Извозчик подлетел мигом, щелкнул кнутом и понеслись вдоль мрачной Мойки, трясло нещадно, то ли от ям на мостовой, то ли изнутри дрожь колотила, да так, что зуб на зуб не попадал, но что ж поделаешь, летели сквозь невнятный свет дня, сквозь тень от дворцов и хибар…
Митя, слава богу, был дома, удивленно встал навстречу.
— Убил кого-то? На тебя смотреть страшно.
Махнул рукой и все бывшие в гостиной моментально испарились.
— Коньяк? Сумароков, перестань меня пугать. Пей.
Тяжелая маслянистая жидкость прокатилась по горлу, котенком свернулась в пустом желудке.
Митя смотрел в упор.
— Рассказывай.
Феликс выдержал паузу и набрал воздуха в грудь для длинного монолога.
-Ах, Дмитрий Павлович, счастье на меня свалилось невероятное, чем и спешу с вами поделиться. Фортуна осенила меня крылом, будущее мое устроено и жизненный путь мой отныне предстает пред взором моим не узкой стежкой в трясине, не тропой чабана на обрывистых склонах, но торной дорогой, по которой пойду я с радостью великой на душе и улыбкой на устах!
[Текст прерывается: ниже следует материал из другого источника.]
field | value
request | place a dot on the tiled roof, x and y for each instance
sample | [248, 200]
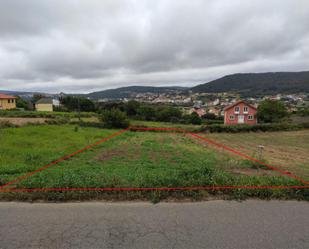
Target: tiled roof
[4, 96]
[238, 102]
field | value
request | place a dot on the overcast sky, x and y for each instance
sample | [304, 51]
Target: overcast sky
[88, 45]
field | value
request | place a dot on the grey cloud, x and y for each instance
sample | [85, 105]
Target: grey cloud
[91, 45]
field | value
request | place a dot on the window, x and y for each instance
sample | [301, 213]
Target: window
[250, 117]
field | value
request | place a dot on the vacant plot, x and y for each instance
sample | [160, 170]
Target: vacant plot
[23, 121]
[132, 159]
[288, 150]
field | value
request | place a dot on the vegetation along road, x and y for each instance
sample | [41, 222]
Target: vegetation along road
[214, 224]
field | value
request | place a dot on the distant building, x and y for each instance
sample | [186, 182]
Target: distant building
[240, 112]
[198, 110]
[7, 102]
[44, 105]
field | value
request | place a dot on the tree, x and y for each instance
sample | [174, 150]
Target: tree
[270, 111]
[21, 103]
[146, 112]
[195, 118]
[132, 107]
[166, 114]
[114, 119]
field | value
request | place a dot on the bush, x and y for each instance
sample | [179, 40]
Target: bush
[166, 114]
[195, 119]
[6, 124]
[114, 119]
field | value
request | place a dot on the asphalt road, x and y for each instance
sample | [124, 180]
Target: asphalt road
[213, 224]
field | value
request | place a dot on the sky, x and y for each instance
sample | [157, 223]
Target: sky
[82, 46]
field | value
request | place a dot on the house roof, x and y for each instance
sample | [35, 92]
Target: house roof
[237, 103]
[45, 101]
[4, 96]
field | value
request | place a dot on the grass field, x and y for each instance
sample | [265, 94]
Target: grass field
[288, 150]
[141, 159]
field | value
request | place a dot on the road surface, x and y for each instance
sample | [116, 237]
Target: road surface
[213, 224]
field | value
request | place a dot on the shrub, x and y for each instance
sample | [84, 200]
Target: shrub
[114, 119]
[6, 124]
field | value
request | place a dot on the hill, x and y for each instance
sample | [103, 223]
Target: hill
[127, 92]
[258, 83]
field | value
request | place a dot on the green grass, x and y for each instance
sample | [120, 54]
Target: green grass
[133, 159]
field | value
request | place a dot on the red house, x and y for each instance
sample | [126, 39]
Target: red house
[240, 112]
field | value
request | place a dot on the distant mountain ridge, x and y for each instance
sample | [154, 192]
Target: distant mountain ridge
[127, 92]
[258, 83]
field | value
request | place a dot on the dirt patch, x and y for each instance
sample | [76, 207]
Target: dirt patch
[23, 121]
[110, 154]
[252, 172]
[124, 151]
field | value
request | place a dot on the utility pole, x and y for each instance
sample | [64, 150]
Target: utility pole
[78, 103]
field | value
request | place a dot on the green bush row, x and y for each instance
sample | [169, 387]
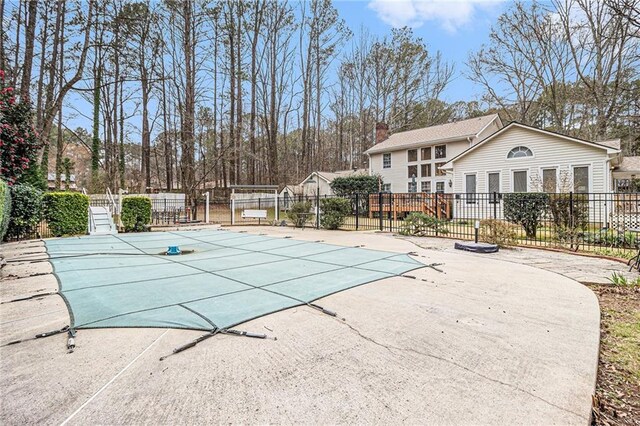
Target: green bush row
[66, 213]
[136, 213]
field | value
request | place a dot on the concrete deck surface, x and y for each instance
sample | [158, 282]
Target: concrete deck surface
[486, 341]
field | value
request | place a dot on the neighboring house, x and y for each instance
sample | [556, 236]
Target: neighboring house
[51, 181]
[321, 181]
[520, 158]
[411, 161]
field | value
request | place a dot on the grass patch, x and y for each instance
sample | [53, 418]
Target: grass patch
[617, 398]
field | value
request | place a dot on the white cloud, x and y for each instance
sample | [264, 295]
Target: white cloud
[450, 14]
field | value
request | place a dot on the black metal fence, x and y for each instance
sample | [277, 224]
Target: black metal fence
[607, 223]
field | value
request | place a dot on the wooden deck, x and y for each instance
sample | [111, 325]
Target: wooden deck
[437, 205]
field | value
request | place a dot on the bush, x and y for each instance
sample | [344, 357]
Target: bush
[356, 184]
[26, 210]
[5, 208]
[526, 209]
[421, 224]
[497, 232]
[299, 213]
[136, 213]
[334, 211]
[66, 213]
[569, 219]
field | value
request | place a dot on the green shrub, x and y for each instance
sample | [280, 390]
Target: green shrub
[299, 213]
[498, 232]
[526, 209]
[26, 210]
[5, 208]
[570, 215]
[136, 213]
[421, 224]
[356, 184]
[66, 213]
[334, 211]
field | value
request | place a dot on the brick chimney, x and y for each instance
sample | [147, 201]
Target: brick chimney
[382, 132]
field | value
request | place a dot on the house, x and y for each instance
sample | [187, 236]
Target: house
[411, 161]
[521, 158]
[289, 194]
[321, 181]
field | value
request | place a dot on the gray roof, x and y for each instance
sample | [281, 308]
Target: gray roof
[52, 176]
[611, 143]
[330, 176]
[450, 131]
[629, 164]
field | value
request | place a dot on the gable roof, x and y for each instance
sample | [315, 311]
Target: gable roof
[629, 164]
[443, 132]
[330, 176]
[609, 149]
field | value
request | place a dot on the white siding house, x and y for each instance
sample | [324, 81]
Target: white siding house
[422, 152]
[520, 158]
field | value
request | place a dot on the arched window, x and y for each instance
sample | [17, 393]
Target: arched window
[520, 152]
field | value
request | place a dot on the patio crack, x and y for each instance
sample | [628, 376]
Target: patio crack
[392, 348]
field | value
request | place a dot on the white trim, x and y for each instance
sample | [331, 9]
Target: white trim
[488, 172]
[520, 158]
[589, 167]
[511, 180]
[541, 170]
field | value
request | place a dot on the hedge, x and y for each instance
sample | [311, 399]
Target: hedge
[66, 213]
[526, 209]
[5, 208]
[136, 213]
[299, 213]
[334, 211]
[26, 210]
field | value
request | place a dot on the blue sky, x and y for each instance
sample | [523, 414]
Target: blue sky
[455, 27]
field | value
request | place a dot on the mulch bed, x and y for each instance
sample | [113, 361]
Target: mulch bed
[617, 397]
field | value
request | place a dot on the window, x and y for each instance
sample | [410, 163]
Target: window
[470, 188]
[425, 170]
[520, 152]
[425, 153]
[386, 160]
[520, 181]
[549, 180]
[493, 187]
[581, 179]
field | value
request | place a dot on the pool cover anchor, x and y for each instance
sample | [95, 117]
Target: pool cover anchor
[192, 343]
[242, 333]
[39, 336]
[71, 341]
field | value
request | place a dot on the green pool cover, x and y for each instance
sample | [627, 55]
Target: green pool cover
[229, 278]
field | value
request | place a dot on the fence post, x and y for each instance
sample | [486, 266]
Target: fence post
[318, 207]
[495, 205]
[357, 210]
[380, 209]
[571, 227]
[437, 212]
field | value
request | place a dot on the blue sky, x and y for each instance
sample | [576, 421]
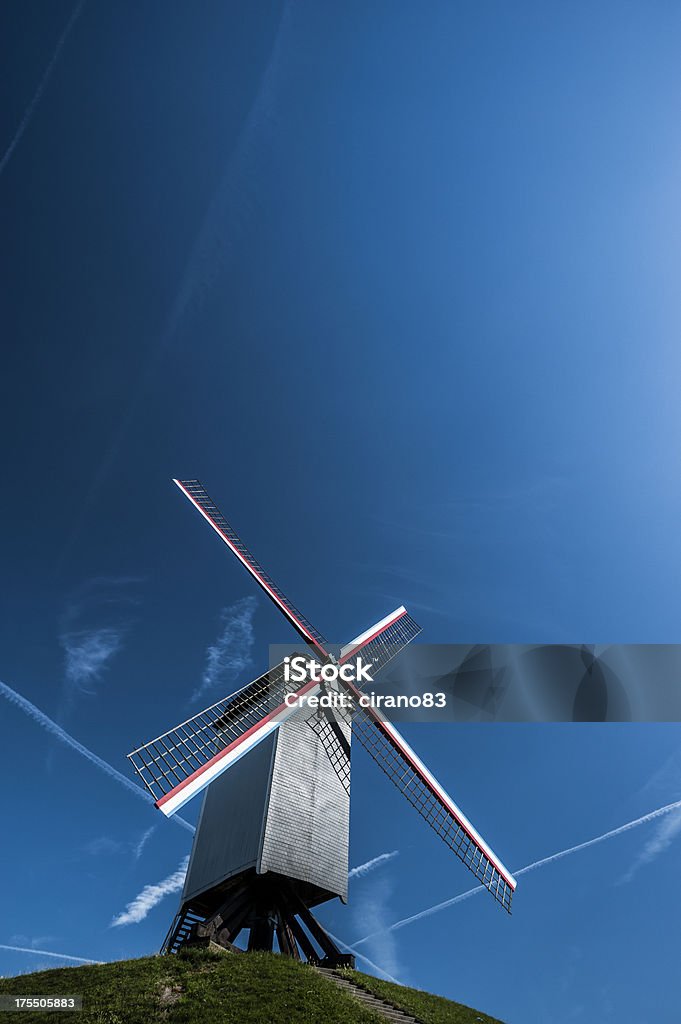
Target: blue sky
[401, 288]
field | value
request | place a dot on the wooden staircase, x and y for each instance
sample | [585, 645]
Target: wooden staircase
[381, 1007]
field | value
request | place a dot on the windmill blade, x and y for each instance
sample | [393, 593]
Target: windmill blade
[380, 643]
[177, 765]
[201, 500]
[405, 768]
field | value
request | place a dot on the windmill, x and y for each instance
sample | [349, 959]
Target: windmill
[272, 836]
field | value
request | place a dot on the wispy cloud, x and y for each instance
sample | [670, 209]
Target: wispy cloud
[660, 812]
[151, 896]
[47, 952]
[92, 628]
[55, 730]
[230, 653]
[47, 74]
[665, 835]
[370, 865]
[371, 915]
[88, 652]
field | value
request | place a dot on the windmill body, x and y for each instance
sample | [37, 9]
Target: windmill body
[272, 836]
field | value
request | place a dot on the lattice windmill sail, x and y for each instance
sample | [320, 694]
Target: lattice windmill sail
[290, 851]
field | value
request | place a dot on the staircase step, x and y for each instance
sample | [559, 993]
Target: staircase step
[375, 1003]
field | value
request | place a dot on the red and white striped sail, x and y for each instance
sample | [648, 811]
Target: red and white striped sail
[406, 769]
[177, 765]
[183, 761]
[202, 501]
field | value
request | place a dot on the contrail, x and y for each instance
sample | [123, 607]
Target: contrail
[363, 957]
[650, 816]
[370, 865]
[28, 114]
[47, 952]
[55, 730]
[151, 896]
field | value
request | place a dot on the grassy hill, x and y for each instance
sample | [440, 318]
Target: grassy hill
[199, 986]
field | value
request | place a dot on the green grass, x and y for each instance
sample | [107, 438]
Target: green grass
[221, 988]
[427, 1008]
Спасена и устроена моя будущность, можете ли вы себе это представить! Спасена и устроена!
И замер, застыл восторженным сусликом, глядя куда-то в окно, на серую Фонтанку, на узкие окна Аничкова…
Митя, ошалев от новостей, молчал.
— Григорий Ефимович, — голос Феликса пресекся от обуревавших его чувств. — Сам Григорий Ефимович участие в моей судьбе принять пожелали! Министром меня сделать обещали.
Митя издал нечленораздельный звук.
— Ах, понимаю, нескромно это! Вы мне, поди, завидуете, но больно уж велика моя радость, не мог ее утаить. Простите великодушно, Дмитрий Павлович, я вне себя от счастья. Шутка ли!
Митя закашлялся.
— Прямо самим министром сделает?..
— А то! — восторженно прошептал Феликс, не меняя выражения лица
— И портфель даст? — сдавленным голосом продолжал Митя.
— Сафьяновый!
— Нда. Везунчик ты, Сумароков. Плечико-то, плечико поцеловал старцу?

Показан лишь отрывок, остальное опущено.